Just have a couple of questions

Visa - How simple is the process, for what reasons could they decline this for either me or my wife?

Bank - Who is best to bank with? How difficult is it? I still have financial commitments in the UK so will either need to setup new DD from my new account or transfer funds over.

Vehicle - How much should I expect to pay to lease a car (Initially before buying)

Accommodation - What's a good starter expat area to move to? Looking for something with a Pool, gym and good transport links.

If you could offer any advice I will be very grateful and of course I will have a good look about on this forum and the net.

Many thanks


----------



## wandabug (Apr 22, 2010)

Please state your nationality before asking visa questions.
Your company should be taking care of your visas. The process depends on your nationality.
Bank acc is quick and easy to open - I have used EmiratesNBD for many years and am very happy with them - others will have different preferences. 
Direct Debits are not commonplace in UAE. You can do bank transfers to your home acc. It is very simple.
Vehicle Hire - dhs.2700++ a month depending on the car.
There are many many expat areas - will depend on where you work if you don't want to commute too much. And if you want a villa or apartment.
If you are looking to use public transport then look at areas next to the Metro Line. e;g Marina,Greens, Jumeirah Lake Towers. 
If you post the area you are working people will be able to advise you better.
Most newer apartment buildings have pool and gym.


----------



## Chocoholic (Oct 29, 2012)

To process your visa, they require everyone to have a medical test done, for new expats that includes a chest x-ray and also a blood test. Major things they're looking for are TB, HIV, Hep A&B.

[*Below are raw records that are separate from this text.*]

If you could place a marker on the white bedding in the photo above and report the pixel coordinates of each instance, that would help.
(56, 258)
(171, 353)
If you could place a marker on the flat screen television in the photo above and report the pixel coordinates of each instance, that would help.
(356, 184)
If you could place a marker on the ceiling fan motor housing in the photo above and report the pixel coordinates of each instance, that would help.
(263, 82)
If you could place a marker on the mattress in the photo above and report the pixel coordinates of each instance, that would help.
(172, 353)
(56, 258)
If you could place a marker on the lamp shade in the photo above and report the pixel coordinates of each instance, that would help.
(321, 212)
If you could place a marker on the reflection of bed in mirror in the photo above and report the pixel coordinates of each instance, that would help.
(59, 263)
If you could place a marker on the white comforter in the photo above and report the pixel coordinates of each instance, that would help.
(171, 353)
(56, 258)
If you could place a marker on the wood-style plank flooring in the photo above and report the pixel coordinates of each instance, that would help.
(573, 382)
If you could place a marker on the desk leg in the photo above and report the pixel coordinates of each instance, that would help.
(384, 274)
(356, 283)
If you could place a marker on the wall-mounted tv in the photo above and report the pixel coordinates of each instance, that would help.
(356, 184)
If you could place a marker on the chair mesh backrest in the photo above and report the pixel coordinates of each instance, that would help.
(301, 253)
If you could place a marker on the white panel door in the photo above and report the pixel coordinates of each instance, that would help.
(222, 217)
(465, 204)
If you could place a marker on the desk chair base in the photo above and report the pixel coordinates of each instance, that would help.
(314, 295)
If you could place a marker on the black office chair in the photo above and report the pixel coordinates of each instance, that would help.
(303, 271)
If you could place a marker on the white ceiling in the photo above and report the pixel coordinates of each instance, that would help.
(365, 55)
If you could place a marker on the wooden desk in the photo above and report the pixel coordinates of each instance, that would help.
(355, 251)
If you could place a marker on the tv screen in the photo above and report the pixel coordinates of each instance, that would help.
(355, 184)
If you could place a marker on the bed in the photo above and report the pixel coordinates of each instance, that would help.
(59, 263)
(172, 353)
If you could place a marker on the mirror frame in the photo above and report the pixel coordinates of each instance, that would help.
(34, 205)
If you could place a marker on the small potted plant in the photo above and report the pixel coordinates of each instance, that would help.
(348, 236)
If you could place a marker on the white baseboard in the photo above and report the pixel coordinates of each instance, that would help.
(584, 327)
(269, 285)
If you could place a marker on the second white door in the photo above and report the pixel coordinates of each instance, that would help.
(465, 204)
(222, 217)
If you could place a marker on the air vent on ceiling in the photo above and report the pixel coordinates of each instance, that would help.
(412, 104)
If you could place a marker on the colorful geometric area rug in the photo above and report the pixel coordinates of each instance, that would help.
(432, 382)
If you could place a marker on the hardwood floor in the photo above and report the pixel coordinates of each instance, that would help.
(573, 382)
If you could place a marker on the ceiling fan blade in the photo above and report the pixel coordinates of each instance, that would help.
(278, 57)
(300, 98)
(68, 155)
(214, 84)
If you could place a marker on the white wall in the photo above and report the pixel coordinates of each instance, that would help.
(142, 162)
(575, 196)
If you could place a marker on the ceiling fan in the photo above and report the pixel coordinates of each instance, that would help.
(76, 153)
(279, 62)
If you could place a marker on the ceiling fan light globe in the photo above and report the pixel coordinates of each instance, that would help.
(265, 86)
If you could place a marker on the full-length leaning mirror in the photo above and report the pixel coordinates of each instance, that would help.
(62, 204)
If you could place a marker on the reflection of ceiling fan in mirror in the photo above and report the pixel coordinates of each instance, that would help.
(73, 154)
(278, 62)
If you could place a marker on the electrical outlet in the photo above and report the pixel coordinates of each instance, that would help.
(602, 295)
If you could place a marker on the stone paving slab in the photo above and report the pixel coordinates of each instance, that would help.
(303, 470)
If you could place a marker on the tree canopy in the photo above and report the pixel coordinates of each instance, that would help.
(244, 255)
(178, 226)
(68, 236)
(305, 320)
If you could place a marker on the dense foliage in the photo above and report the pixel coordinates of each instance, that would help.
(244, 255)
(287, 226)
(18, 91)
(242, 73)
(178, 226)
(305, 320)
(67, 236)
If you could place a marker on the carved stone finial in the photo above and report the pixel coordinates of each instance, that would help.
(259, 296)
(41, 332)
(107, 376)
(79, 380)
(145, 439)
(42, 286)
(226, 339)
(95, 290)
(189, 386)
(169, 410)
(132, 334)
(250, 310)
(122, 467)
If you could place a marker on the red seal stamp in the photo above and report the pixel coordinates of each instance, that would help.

With your financial commitments you need to find a bank that offers a free monthly standing order, I use HSBC for this.

Bear in mind all the big name banks have nothing to do with their international counterparts and standards vary wildly.

One thing you haven't stated is included in your package is health insurance. All companies have to at least provide their employees with a government health card if not private health coverage, so that's something you definitely need to discuss with them.

Oh and if you have any educational degrees you will need the certificates attested.


----------



## 1919 (Oct 16, 2012)

Thanks for your replies, appreciated. 

I'm a British citizen living in the UK. I have all my original certificates so hopefully that will help the process. 

Medical is provided for me and my Wife. She intends to work there too so once her visa is completed she can be on the hunt for work. 

I'm going to be working in silicon oasis but don't mind a commute to live in a nice area. 

Would like a 2 bed apartment but will go for a 1 bed in the right area. 

Don't really want to spend much more than 80000 pa on accommodation so might struggle with a 2 bed?

Will probably go with HSBC to be honest. How do they go about credit checks over there and is it linked to the UK. Not that mine is bad, just out of curiosity. 

Thanks again


----------



## Chocoholic (Oct 29, 2012)

Nope not linked to the UK at all, as I said earlier big name banks in the UAE have ZERO to do with their international counterparts.

You will still need to get your certificates attested, you can do that from here using a company like INDEX who will do all the running about for you.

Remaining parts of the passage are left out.